Мда, хороший вопрос. Надо было назвать его просто “ребенок”. А как бы мать его звала? “Эй, ребенок!” Мне и так пришлось выворачиваться с диалогами – женщина все время зовет мужчину “ублюдком”, чтобы не называть по имени. Конечно, надо было проявить большую последовательность и назвать ребенка “мальчик”.

• В “Антихристе” вы возвращаетесь к стилизованной эстетике ранних картин. Вам надоела “Догма 95” и ее прыгающая камера?

Нет, просто мне хотелось соединить в одном фильме монументальный стиль, похожий на “Европу” и “Элемент преступления”, с документальной манерой моих поздних картин. Соединив их, я обнаружил, что не так уж сильно они друг от друга отличаются.

• Обращение к метафорическому, условному кино отозвалось посвящением Андрею Тарковскому, которое многие критики сочли издевательством над памятью мэтра.

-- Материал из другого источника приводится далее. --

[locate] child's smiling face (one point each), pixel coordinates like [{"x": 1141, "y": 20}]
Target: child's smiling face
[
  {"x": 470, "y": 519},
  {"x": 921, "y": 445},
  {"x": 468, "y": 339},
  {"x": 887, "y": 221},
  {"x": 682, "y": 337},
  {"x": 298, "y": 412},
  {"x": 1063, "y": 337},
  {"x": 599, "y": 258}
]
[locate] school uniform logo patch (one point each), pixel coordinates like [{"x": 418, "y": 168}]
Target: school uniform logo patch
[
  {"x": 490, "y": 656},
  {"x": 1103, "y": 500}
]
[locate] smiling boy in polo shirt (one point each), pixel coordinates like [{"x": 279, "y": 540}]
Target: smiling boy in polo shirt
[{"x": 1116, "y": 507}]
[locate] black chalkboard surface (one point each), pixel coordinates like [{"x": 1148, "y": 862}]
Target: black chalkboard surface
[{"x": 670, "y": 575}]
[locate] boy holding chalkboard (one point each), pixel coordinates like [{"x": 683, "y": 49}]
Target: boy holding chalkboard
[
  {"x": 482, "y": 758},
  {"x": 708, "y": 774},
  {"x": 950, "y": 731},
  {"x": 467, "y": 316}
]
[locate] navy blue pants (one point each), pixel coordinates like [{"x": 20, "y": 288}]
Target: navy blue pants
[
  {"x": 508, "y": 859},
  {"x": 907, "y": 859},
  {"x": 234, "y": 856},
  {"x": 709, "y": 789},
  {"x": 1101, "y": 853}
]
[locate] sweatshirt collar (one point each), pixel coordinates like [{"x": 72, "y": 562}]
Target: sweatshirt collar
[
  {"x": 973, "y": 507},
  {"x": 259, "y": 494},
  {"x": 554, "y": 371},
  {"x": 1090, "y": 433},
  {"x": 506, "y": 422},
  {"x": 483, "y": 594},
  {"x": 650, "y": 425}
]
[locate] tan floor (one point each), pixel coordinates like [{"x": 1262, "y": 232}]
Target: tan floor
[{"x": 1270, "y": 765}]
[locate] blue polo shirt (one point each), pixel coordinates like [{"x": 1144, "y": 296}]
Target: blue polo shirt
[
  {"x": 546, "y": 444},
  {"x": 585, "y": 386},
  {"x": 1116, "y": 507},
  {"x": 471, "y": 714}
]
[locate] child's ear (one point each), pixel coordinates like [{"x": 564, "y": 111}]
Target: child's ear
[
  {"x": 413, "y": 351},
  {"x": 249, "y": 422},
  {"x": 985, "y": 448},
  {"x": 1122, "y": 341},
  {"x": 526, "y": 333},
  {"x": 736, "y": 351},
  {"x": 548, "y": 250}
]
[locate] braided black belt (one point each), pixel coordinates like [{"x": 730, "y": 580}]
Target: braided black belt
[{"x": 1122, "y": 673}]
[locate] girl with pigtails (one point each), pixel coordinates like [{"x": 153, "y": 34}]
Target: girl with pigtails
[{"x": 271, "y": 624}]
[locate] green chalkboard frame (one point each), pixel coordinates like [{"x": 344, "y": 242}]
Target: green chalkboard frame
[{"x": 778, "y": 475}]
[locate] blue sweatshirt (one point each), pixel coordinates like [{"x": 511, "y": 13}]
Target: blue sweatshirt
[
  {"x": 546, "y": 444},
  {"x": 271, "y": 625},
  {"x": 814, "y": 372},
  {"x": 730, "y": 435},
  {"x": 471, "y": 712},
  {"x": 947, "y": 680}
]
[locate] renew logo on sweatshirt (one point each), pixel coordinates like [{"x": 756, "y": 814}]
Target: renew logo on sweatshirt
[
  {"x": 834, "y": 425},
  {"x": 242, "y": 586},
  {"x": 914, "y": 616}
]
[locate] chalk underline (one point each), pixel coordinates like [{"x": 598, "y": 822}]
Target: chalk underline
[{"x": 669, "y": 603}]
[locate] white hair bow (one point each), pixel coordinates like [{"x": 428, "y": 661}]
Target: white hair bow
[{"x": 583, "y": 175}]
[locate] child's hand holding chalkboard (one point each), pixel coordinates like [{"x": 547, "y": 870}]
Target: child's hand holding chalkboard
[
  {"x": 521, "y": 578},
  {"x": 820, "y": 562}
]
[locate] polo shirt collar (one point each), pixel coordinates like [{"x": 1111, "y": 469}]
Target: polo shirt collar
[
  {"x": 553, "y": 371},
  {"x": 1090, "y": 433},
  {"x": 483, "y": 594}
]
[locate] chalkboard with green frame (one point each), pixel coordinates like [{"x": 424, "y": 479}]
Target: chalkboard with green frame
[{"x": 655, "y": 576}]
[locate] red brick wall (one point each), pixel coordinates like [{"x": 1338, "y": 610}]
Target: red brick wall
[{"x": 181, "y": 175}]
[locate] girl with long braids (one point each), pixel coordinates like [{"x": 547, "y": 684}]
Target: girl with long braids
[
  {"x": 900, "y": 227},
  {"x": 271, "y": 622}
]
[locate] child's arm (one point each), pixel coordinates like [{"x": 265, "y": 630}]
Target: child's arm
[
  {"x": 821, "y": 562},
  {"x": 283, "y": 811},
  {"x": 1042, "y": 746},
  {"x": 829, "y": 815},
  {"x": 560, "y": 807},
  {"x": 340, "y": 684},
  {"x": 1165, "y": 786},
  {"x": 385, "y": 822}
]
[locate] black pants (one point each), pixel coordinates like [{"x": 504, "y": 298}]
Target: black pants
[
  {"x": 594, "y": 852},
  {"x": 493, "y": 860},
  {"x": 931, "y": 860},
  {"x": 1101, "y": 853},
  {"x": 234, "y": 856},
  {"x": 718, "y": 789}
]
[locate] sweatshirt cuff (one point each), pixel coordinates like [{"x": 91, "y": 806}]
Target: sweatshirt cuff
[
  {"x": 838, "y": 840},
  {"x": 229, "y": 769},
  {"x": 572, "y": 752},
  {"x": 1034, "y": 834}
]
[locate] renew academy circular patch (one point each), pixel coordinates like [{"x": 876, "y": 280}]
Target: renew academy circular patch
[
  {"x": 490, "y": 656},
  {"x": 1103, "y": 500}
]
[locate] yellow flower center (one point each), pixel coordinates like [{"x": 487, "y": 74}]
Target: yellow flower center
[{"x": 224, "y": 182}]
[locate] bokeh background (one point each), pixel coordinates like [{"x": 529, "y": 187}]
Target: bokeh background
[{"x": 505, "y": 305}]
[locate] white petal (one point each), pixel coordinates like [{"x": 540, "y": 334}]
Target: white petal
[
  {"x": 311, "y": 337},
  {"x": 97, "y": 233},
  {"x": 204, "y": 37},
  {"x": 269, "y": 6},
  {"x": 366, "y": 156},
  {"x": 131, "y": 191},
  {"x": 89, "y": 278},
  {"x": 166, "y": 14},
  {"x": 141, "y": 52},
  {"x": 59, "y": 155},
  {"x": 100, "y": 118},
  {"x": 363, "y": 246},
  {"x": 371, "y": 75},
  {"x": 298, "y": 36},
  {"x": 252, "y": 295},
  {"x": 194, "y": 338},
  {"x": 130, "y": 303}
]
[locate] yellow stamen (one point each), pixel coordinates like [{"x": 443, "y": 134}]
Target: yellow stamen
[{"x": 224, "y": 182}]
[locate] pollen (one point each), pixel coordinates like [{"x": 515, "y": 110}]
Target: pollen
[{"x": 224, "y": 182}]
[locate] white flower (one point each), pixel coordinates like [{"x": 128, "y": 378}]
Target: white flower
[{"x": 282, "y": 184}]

Никаких издевательств. Я глубоко преклоняюсь перед Тарковским. “Зеркало”, которое я смотрел раз двести, в немалой степени вдохновило меня на этот фильм. Не сошлись я на Тарковского, чувствовал бы себя, будто своровал у него что-то.

• “Антихрист” ведь – совсем не фильм ужасов, как вы заявляли?

Я изо всех сил пытался сделать хоррор. Видимо, не вышло. То же самое со мной случилось, когда я пытался снять мюзикл, а получилась “Танцующая в темноте”… Жанр фильма ужасов мне очень нравится, поскольку он позволяет экспериментировать с визуальной стороной кинематографа. Меня очень вдохновил “Звонок” и другие японские ужастики.

• Скажите, вы ведь понимали, что когда лис заговорит человеческим голосом, в зале раздастся смех?

Пусть смеются. Это нормальная реакция на стресс. Я осознавал, что говорящий лис убьет весь ужас. Но что я мог поделать? Лис заслужил свою реплику. (Смеется).

• Этот лис в вашем фильме утверждает, что миром правит хаос.

Правит, факт! Посмотрите на реакцию публики.

• Вы ждали этого?

Нет. Я вообще не знал, чего ждать. Я долго не мог полюбить этот фильм, но теперь он мне очень нравится. То есть я не знал даже, чего ждать от себя самого. Я удивлен тем, насколько враждебную реакцию встретил “Антихрист”. До Канн я показывал картину нескольким друзьям, многим из них она пришлась по душе, другим – нет. Это нормально, фильмы должны разделять публику. Однако такой открытой враждебности я не ожидал. Раньше меня это не нервировало. Похоже, сейчас я созрел для более нормальной реакции. На официальной премьере я чувствовал такое напряжение в зале, что не смог досидеть до конца и сбежал. Мне говорили, что зрители почувствуют себя оскорбленными… Поверьте, я никого обижать не хотел. Напротив, я чувствую себя так, будто пригласил людей к себе домой, в гости, а они обошлись со мной непочтительно.

• Ну, вы предложили публике не самое простое и приятное зрелище.

Что поделать, я пессимист. Пессимизм – единственная моя терапия.